Daha Önce Engellenen Birleşme Var mı?
ABD Ulaştırma Bakanlığı, havacılık endüstrisinin 1978’deki serbestleştirilmesi kararı alınmasından bu yana, havayolları arasında AOC transferini önlemek için bu yetkisini kullanmadı. Ancak bu gelişme, Adalet Bakanlığı’nın engellediği ilk havayolu birleşmesi değil.
Temmuz 2001’de US Airways, United Airlines ile güçlerini birleştirmeye çalıştı. United, US Airways’i satın almak istedi.
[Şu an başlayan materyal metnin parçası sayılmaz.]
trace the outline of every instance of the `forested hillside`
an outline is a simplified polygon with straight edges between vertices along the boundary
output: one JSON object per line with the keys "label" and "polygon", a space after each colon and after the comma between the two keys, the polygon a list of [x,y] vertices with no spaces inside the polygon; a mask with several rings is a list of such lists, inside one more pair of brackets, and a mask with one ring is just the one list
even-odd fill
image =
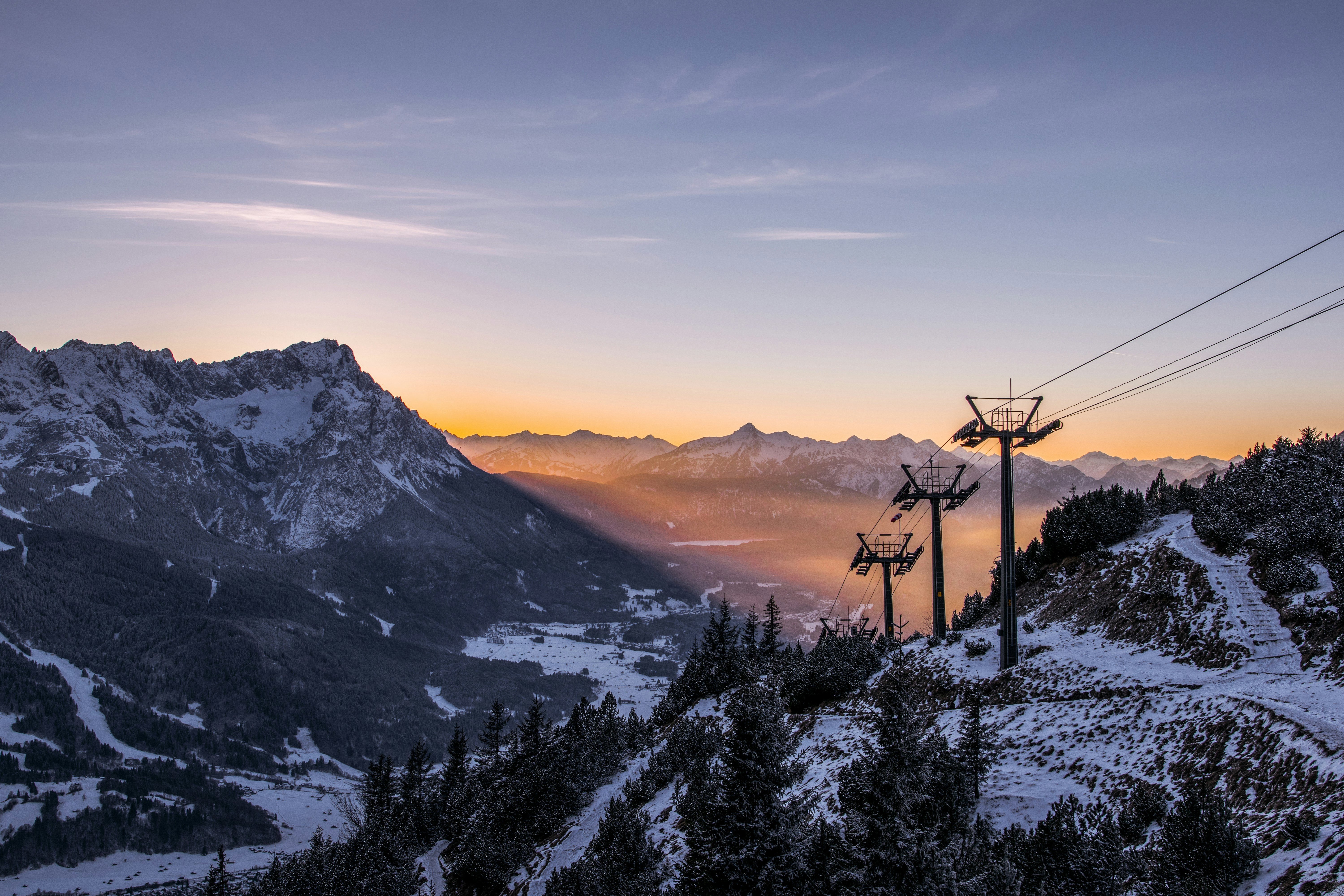
{"label": "forested hillside", "polygon": [[[441,770],[383,760],[347,842],[249,892],[411,893],[417,866],[450,893],[536,896],[1328,892],[1344,705],[1271,607],[1337,606],[1336,541],[1258,545],[1282,545],[1285,514],[1339,523],[1337,502],[1263,500],[1337,489],[1337,451],[1306,431],[1199,486],[1063,501],[1016,557],[1024,661],[1007,673],[986,598],[945,641],[808,654],[773,602],[739,621],[720,604],[649,724],[607,701],[551,728],[538,707]],[[1232,509],[1249,553],[1200,539]],[[1285,556],[1317,580],[1275,578]]]}
{"label": "forested hillside", "polygon": [[[120,689],[113,724],[151,752],[246,767],[306,728],[356,767],[421,737],[441,756],[431,680],[473,736],[495,697],[558,719],[591,681],[462,635],[624,619],[622,583],[694,600],[473,467],[332,340],[196,364],[0,333],[0,623]],[[204,732],[149,719],[191,705]]]}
Ancak Adalet Bakanlığı United Havayolları’nın rekabeti önemli ölçüde sınırlaması ve 30’dan fazla rotada non-stop uçuş konusunda tekel olacağı ve orantısız gelir elde edeceği gibi gerekçelerle bu birleşmeye karşı çıktı. US Airways’in iki havayolunun merkezleri arasındaki rotalarda, United’ın “en önemli rakibi” olması da engellenmeye gerekçe olarak gösterildi.
Bu, 21. yüzyılda ABD Adalet Bakanlığı tarafından engellenen ilk havayolu birleşmesi olarak kayıtlara geçti.
Ağustos 2013’te ABD Adalet Bakanlığı, American Airlines ve US Airways arasında gündeme gelen bir birleşmeyi engellemek istedi. 11 milyar Dolarlık birleşmeye, rekabeti azaltmak ve yolcular için daha yüksek bilet ücretleri nedeniyle karşı çıkıldı. Dört havayolunun ABD ticari hava yolculuğu pazarının yüzde 80’inden fazlasını kontrol altına alacak olması itirazın nedenlerinden biriydi.
Ancak itirazlara rağmen iki dev birleşerek dünyanın en büyük havayolu şirketini yarattı. Yeni oluşum, ABD’deki çeşitli havaalanlarında iniş ve kalkış slotlarının yanı sıra çeşitli varlıklarını ve bazı haklarını satmayı kabul ettiği için anlaşmaya varılabildi. Birleşmenin ardından American Airlines adıyla faaliyetlerine devam edecek şirket, ABD’deki çeşitli havalimanlarında aktarma merkezleri bulundurmayı da taahhüt etti.